Honnie par l’industrie du disque, qui l’assimile à du piratage pur et simple, la pratique du « stream ripping » va bientôt se retrouver devant les tribunaux français. Selon les informations de l’hebdomadaire Édition Multimédi@, rapportées dans son édition à paraître du 3 septembre, des actions judiciaires ont été lancées contre trois sites web par la Société civile des producteurs phonographiques (SCPP).
L’identité des trois sites n’est pas connue. La société française de gestion des droits des producteurs de musique a, quant à elle, choisi la discrétion sur ce dossier.
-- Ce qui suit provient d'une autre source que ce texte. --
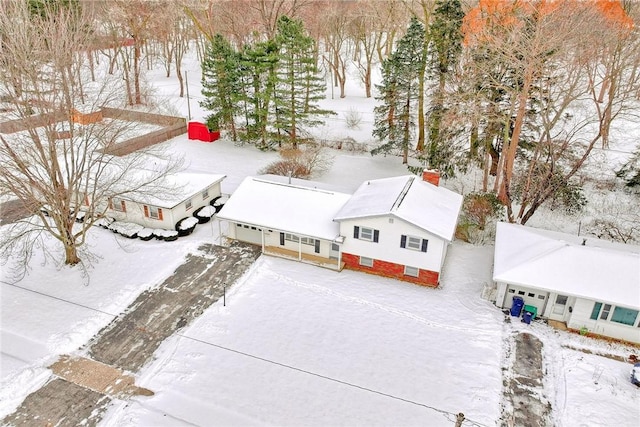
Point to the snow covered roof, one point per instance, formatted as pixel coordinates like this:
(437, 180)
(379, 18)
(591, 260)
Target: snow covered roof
(432, 208)
(183, 185)
(559, 262)
(298, 209)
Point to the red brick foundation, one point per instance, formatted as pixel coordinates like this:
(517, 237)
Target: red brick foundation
(392, 270)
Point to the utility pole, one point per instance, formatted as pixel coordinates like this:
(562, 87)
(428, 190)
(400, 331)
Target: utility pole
(186, 82)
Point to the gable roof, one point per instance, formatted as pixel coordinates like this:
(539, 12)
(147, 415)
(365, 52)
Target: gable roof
(558, 262)
(429, 207)
(180, 186)
(302, 210)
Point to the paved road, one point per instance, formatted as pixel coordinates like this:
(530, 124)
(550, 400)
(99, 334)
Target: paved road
(130, 340)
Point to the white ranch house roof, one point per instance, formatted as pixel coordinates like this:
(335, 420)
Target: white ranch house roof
(181, 186)
(432, 208)
(558, 262)
(291, 208)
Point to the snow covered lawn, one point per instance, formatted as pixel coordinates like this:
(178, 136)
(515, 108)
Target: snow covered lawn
(301, 345)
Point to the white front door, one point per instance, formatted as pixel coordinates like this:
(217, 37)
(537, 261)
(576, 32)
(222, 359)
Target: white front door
(335, 251)
(559, 308)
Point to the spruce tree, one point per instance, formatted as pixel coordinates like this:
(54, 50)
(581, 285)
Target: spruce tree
(299, 85)
(444, 51)
(258, 63)
(220, 84)
(398, 91)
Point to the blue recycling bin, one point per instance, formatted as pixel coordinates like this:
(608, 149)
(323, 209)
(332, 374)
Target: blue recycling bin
(516, 306)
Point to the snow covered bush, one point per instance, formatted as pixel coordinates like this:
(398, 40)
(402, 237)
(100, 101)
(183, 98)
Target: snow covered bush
(126, 229)
(145, 234)
(166, 235)
(185, 226)
(204, 214)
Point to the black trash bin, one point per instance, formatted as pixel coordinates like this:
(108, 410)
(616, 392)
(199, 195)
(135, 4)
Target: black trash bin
(516, 306)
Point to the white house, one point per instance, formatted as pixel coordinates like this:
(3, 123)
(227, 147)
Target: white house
(288, 220)
(191, 191)
(396, 227)
(589, 284)
(399, 227)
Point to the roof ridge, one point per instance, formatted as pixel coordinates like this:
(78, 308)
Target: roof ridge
(402, 194)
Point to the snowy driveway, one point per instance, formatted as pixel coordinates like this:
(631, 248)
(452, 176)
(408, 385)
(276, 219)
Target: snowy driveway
(299, 345)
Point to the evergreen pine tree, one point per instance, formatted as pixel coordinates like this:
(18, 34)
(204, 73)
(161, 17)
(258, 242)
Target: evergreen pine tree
(444, 52)
(220, 84)
(299, 85)
(259, 63)
(398, 91)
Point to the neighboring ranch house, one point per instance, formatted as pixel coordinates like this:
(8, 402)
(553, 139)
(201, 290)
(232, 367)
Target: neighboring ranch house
(192, 191)
(399, 227)
(590, 284)
(395, 227)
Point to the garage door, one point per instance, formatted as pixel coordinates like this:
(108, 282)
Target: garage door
(532, 297)
(247, 233)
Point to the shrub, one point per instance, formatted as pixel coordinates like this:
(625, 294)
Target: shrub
(300, 163)
(185, 226)
(353, 119)
(204, 214)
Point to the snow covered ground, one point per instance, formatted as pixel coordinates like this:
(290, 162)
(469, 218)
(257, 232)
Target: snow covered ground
(297, 344)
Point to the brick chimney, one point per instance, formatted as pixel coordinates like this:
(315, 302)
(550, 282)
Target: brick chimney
(431, 176)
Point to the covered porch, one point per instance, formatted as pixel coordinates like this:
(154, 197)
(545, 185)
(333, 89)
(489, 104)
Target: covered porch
(319, 261)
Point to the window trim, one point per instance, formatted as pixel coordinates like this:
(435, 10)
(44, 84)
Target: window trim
(414, 243)
(365, 263)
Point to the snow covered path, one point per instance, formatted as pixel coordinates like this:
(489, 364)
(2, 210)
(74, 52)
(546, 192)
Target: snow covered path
(300, 345)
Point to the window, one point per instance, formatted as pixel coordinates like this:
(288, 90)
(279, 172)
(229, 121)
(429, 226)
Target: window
(364, 233)
(367, 262)
(153, 212)
(596, 310)
(414, 243)
(411, 271)
(117, 204)
(626, 316)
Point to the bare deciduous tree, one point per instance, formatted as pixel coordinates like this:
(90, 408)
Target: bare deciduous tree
(56, 166)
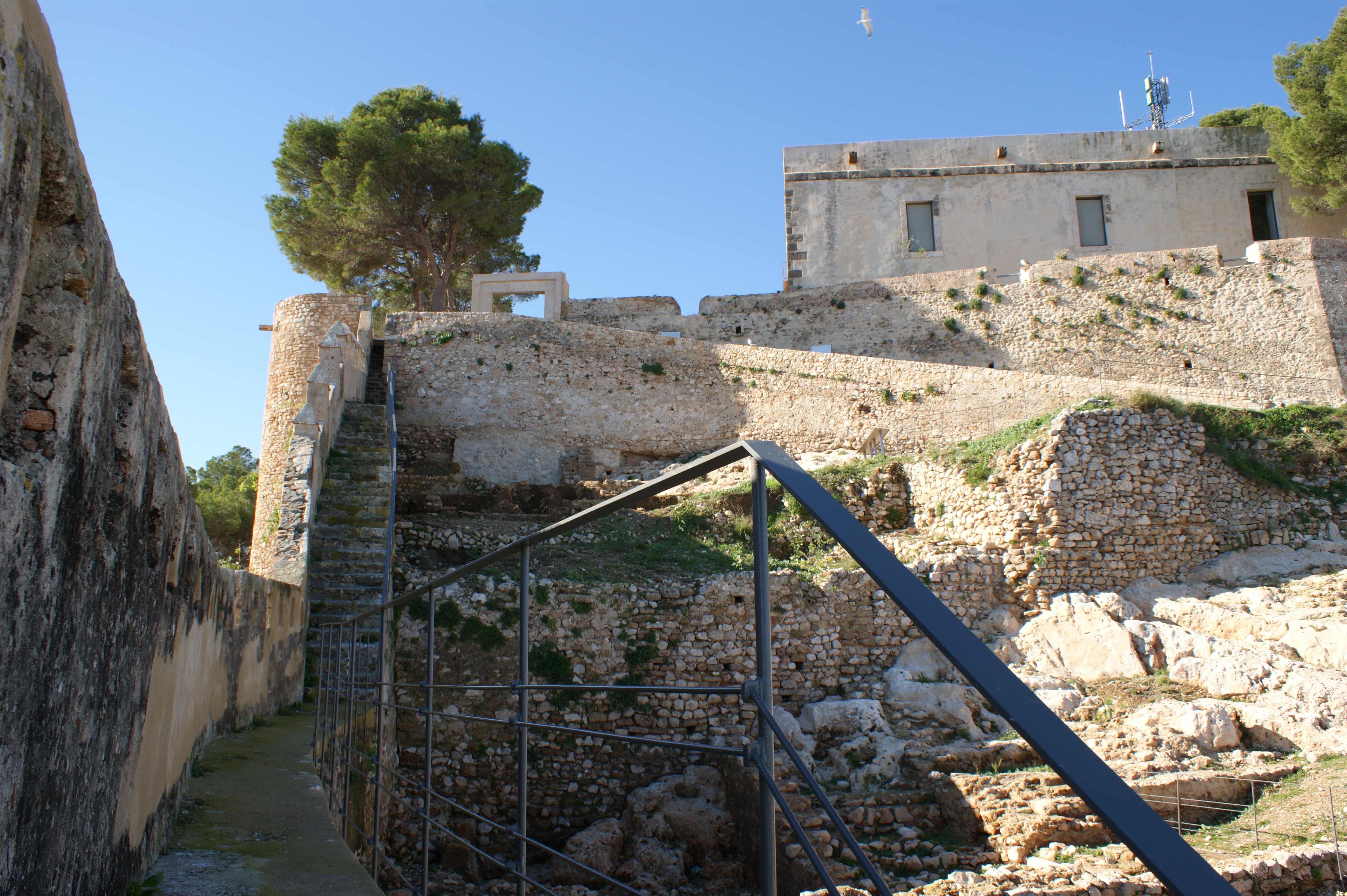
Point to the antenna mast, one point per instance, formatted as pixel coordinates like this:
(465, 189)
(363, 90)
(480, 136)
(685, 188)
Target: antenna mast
(1158, 103)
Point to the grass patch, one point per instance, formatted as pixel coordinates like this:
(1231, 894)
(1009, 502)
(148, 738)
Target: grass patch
(1298, 438)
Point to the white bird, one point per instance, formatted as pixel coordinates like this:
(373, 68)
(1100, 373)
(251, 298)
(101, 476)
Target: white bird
(867, 21)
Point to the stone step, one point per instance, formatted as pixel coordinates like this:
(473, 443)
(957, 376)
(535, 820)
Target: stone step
(336, 552)
(368, 536)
À nos confrères, le directeur général de la SCPP a déclaré ne pas souhaiter commenter ni communiquer sur ces dossiers en cours, « tant qu’ils ne font pas l’objet de décisions de justice ».
Les sites de stream ripping connaissent depuis quelques années une popularité croissante : ils permettent d’enregistrer sur son ordinateur les contenus diffusés sur les plateformes de streaming, via des sites tiers qui se dédient à cette tâche. L’un des plus connus dans ce domaine était YouTube-MP3, qui a fini par fermer ses portes sous la pression de l’industrie de la musique, après la signature d’un arrangement.
Lui et d’autres plateformes figurent d’ailleurs désormais sur la liste noire annuelle de la RIAA (Recording Industry Association of America), dont la mission est de défendre les intérêts des maisons de disques aux États-Unis. YouTube-MP3 a même figuré parmi la liste des pires sites pirates établie par les autorités américaines fin 2016, l’année où l’action en justice contre le service a eu lieu.
Si le caractère illicite du stream ripping ne souffre d’aucune contestation possible aux yeux de la Fédération internationale de l’industrie phonographique, en témoignent ses publications au cours des deux dernières années (la pratique progresserait chez les jeunes générations, d’après les études qu’elle a menées), cette affirmation est loin d’être partagée par tous.
« Il faut appliquer la loi telle qu’elle existe, et pas selon la façon dont la conçoit une industrie spécifique ».
L’Electronic Frontier Foundation, une ONG s’activant dans la défense des libertés sur le net, estime par exemple que « les sites qui permettent simplement aux utilisateurs d’extraire une piste audio d’une vidéo choisie par leurs soins ne sont pas des sites illégaux et ne sont pas responsables d’une violation du droit d’auteur, à moins qu’ils adoptent des mesures supplémentaires qui entrent dans le cadre de cette définition ».
Elle ajoute : « de nombreuses extractions audio relèvent, selon le droit d’auteur, d’un usage raisonnable. Fournir un service permettant d’extraire des pistes audio à ces fins légales est en soi légal, même si certains utilisateurs violent la loi ». Autrement dit, « il faut appliquer la loi américaine telle qu’elle existe, et pas selon la façon dont la conçoit une industrie spécifique ».
Débat en France
En France aussi, la légalité des sites de stream ripping est un sujet de discussion. Nos confrères indiquent d’ailleurs à ce sujet que « les ayants droit de la musique sont disposés à l’inclure dans le droit à la copie privée comme exception au droit d’auteur ». Une discussion est d’ailleurs en cours au sein de la commission « Musitelli », avec l’aide de la Hadopi et de YouTube, ajoutent-ils.
Le Code de la propriété intellectuelle prévoit des aménagements — qui sont en fait des exceptions au droit d’auteur — autorisant le particulier à réaliser une copie privée d’une œuvre pour son usage propre, sans que les mesures techniques de protection (les « DRM ») ne puissent l’en priver. Ces dispositions sont là pour éviter de conférer au droit d’auteur un caractère absolu, sans tenir compte de l’intérêt du public.
Cependant, la portée de cet aménagement n’est pas claire, puisque la copie privée est elle aussi encadrée : le « ripping » est légal lorsque celui-ci passe par un logiciel à installer sur son PC et à partir duquel la copie du contenu est effectuée. Mais dans le cas d’un site de stream ripping, ce n’est pas clairement tranché puisque dans ce système, il y a désormais un intermédiaire qui existe.
Le site de stream ripping produit en effet une copie à la demande de l’internaute puis lui met à disposition via en lien de téléchargement. Or ici, l’internaute n’est plus le copiste à qui est destiné à la copie, mais le site, puisque c’est lui qui va suivre le lien donné par l’internaute et réaliser le rapatriement et la conversion. Est-ce alors toujours du ripping légal ? Voilà l’une des questions qui se poseront aux tribunaux.